Molecular formula: C47H58N12O6
Molar Mass: 887.04022
CAS number: 140703-51-1
All of our products are lab tested and the results are periodically published on the website.
Also known as: Hexarelin Acetate, HEX, Examorelin, L-Histidyl-2-methyl-D-tryptophyl-L-alanyl-L-tryptophyl-D-phenylalanyl-L-lysinamide
 L. Maréchal et al., “The CD36-PPARγ Pathway in Metabolic Disorders,” Int. J. Mol. Sci., vol. 19, no. 5, May 2018.
 R. M. H. Mosa, Z. Zhang, R. Shao, C. Deng, J. Chen, and C. Chen, “Implications of ghrelin and hexarelin in diabetes and diabetes-associated heart diseases,” Endocrine, vol. 49, no. 2, pp. 307–323, Jun. 2015.
 H. McDonald et al., “Hexarelin treatment preserves myocardial function and reduces cardiac fibrosis in a mouse model of acute myocardial infarction,” Physiol. Rep., vol. 6, no. 9, p. e13699, May 2018.
 X. Zhang, L. Qu, L. Chen, and C. Chen, “Improvement of cardiomyocyte function by in vivo hexarelin treatment in streptozotocin-induced diabetic rats,” Physiol. Rep., vol. 6, no. 4, Feb. 2018.
 M. Maccario et al., “Metabolic modulation of the growth hormone-releasing activity of hexarelin in man,” Metab. – Clin. Exp., vol. 44, no. 1, pp. 134–138, Jan. 1995.
 R. Mosa et al., “Hexarelin, a Growth Hormone Secretagogue, Improves Lipid Metabolic Aberrations in Nonobese Insulin-Resistant Male MKR Mice,” Endocrinology, vol. 158, no. 10, pp. 3174–3187, Oct. 2017.
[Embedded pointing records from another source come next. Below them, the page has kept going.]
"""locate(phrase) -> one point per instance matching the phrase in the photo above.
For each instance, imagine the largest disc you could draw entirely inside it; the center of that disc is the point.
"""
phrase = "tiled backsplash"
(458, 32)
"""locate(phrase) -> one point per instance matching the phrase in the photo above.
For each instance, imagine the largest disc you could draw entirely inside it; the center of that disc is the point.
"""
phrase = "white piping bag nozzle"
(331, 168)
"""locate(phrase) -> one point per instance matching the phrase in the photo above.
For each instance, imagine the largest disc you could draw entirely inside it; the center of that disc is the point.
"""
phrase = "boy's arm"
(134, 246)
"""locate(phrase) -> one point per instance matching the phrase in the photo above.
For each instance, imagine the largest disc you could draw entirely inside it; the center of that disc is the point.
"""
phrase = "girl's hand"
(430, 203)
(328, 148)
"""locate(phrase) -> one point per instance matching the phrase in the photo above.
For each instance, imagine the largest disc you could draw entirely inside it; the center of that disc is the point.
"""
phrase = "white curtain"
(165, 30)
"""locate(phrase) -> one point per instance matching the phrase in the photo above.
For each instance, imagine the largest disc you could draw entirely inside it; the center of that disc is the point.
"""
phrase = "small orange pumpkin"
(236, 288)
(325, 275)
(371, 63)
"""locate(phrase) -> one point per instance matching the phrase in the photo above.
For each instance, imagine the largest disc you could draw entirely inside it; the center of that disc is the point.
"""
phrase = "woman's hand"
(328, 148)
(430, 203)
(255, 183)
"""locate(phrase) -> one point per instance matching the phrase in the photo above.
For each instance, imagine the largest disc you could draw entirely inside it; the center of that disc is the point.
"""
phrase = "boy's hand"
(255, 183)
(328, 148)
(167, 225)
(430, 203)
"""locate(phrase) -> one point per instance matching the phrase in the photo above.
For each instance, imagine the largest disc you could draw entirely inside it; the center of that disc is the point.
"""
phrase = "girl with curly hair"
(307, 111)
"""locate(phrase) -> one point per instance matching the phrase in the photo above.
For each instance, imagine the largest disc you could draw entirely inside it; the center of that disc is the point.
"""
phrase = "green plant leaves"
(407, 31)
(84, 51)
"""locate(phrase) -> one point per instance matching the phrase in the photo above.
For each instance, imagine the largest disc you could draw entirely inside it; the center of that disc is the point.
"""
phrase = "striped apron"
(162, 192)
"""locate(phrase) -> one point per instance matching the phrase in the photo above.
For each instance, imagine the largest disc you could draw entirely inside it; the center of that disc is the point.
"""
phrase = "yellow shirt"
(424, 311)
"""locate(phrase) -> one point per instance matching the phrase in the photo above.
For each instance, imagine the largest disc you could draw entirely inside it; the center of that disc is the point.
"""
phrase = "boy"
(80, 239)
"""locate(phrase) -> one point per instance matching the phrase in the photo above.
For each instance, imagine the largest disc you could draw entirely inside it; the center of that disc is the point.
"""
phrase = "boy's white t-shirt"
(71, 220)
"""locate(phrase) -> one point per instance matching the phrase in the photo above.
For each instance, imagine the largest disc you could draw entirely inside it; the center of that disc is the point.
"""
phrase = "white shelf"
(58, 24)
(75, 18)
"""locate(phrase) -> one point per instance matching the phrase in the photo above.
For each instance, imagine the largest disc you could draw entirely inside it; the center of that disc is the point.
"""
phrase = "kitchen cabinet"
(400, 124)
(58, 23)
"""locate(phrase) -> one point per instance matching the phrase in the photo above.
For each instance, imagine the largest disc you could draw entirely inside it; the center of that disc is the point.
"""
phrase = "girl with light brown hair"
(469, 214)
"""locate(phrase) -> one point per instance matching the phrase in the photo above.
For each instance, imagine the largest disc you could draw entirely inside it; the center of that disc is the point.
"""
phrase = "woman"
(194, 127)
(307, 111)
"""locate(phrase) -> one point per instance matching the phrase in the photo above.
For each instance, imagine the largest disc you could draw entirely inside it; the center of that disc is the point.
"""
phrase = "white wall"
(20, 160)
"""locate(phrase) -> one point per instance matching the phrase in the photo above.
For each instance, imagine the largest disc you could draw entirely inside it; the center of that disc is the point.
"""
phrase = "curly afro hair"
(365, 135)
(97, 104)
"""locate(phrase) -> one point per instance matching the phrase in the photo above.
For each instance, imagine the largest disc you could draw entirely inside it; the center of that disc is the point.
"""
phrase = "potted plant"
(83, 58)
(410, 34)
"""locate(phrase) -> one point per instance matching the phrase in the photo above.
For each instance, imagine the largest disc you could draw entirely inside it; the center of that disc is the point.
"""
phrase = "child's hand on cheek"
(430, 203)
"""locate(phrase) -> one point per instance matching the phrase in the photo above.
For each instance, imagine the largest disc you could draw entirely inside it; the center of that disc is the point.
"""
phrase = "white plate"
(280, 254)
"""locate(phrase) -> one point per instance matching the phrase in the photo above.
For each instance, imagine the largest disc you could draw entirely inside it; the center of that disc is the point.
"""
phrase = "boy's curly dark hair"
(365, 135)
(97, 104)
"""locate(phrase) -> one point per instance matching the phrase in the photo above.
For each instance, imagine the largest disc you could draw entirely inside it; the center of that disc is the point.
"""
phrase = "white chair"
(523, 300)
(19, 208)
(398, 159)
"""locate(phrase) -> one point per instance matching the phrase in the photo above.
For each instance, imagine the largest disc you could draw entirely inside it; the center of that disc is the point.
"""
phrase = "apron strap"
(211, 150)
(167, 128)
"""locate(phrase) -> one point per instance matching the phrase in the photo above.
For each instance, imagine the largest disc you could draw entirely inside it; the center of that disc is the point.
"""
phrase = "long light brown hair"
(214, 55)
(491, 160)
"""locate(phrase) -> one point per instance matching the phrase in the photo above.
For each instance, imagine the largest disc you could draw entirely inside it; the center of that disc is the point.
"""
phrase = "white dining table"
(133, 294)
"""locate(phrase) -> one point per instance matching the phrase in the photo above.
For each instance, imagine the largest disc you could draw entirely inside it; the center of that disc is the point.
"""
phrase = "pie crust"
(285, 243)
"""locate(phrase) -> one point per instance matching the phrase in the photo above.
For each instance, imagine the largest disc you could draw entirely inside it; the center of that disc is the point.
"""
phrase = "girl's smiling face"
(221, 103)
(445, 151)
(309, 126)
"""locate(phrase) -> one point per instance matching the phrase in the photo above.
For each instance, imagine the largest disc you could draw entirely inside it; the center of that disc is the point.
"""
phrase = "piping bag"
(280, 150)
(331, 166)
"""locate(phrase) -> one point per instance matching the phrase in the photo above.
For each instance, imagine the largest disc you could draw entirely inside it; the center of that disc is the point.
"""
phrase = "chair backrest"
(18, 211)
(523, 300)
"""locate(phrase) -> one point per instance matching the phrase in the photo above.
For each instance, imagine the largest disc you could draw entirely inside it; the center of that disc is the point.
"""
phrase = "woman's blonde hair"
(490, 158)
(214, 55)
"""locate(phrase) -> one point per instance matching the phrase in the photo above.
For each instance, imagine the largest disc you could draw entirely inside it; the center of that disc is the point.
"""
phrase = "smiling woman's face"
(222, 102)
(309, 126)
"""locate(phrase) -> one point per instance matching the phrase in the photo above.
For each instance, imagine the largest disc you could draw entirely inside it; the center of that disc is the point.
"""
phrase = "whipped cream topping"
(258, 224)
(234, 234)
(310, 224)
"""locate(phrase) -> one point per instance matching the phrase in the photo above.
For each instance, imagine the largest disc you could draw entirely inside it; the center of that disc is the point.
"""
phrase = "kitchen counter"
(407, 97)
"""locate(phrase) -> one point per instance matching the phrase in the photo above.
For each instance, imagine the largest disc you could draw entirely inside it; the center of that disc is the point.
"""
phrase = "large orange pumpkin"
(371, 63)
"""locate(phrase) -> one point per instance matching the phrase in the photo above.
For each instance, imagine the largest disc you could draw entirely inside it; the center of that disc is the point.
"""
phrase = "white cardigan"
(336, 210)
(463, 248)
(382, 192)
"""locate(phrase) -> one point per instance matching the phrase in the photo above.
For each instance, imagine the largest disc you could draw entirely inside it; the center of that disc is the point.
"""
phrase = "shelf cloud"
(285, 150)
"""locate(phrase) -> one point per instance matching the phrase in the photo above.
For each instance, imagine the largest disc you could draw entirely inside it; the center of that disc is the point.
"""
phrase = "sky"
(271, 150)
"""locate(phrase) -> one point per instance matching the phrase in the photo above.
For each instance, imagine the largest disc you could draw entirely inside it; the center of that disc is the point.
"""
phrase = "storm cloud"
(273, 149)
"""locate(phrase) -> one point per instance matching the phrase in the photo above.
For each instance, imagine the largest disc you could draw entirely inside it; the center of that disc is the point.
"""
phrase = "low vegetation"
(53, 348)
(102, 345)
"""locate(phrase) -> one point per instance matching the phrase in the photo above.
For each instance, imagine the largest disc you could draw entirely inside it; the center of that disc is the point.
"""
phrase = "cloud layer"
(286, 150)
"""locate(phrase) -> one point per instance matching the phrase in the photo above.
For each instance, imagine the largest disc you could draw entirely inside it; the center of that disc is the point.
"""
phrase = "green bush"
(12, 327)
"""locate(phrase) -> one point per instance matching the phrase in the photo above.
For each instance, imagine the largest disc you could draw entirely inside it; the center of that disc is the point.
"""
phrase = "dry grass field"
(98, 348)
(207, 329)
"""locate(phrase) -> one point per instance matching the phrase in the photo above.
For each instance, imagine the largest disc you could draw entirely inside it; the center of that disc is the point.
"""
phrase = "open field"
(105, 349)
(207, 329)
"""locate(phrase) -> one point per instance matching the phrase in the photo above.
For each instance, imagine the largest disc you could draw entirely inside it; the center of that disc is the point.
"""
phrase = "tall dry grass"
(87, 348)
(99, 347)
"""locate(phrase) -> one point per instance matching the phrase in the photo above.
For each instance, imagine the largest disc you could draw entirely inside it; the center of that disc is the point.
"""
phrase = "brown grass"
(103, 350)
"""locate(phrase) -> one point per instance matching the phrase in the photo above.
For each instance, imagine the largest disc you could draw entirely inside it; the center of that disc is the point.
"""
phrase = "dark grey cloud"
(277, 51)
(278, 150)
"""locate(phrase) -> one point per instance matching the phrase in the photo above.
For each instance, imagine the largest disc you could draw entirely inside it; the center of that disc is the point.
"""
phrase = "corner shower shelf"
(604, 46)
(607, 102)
 Y. Mao, T. Tokudome, and I. Kishimoto, “The cardiovascular action of hexarelin,” J. Geriatr. Cardiol. JGC, vol. 11, no. 3, pp. 253–258, Sep. 2014.
 X. Xu et al., “Chronic administration of hexarelin attenuates cardiac fibrosis in the spontaneously hypertensive rat,” Am. J. Physiol. Heart Circ. Physiol., vol. 303, no. 6, pp. H703-711, Sep. 2012.
 Y. Ma, L. Zhang, B. S. Launikonis, and C. Chen, “Growth hormone secretagogues preserve the electrophysiological properties of mouse cardiomyocytes isolated from in vitro ischemia/reperfusion heart,” Endocrinology, vol. 153, no. 11, pp. 5480–5490, Nov. 2012.
 Y. Ma, L. Zhang, J. N. Edwards, B. S. Launikonis, and C. Chen, “Growth hormone secretagogues protect mouse cardiomyocytes from in vitro ischemia/reperfusion injury through regulation of intracellular calcium,” PloS One, vol. 7, no. 4, p. e35265, 2012.
 A. Liantonio et al., “Growth hormone secretagogues exert differential effects on skeletal muscle calcium homeostasis in male rats depending on the peptidyl/nonpeptidyl structure,” Endocrinology, vol. 154, no. 10, pp. 3764–3775, Oct. 2013.
 G. Sirago et al., “Growth hormone secretagogues hexarelin and JMV2894 protect skeletal muscle from mitochondrial damages in a rat model of cisplatin-induced cachexia,” Sci. Rep., vol. 7, no. 1, p. 13017, Oct. 2017.
Peptides are stable at room temperature and can be stored in their initial packaging for several days to weeks. Otherwise, peptides can be stored at 4 °C or below. Peptides should be protected from intense light.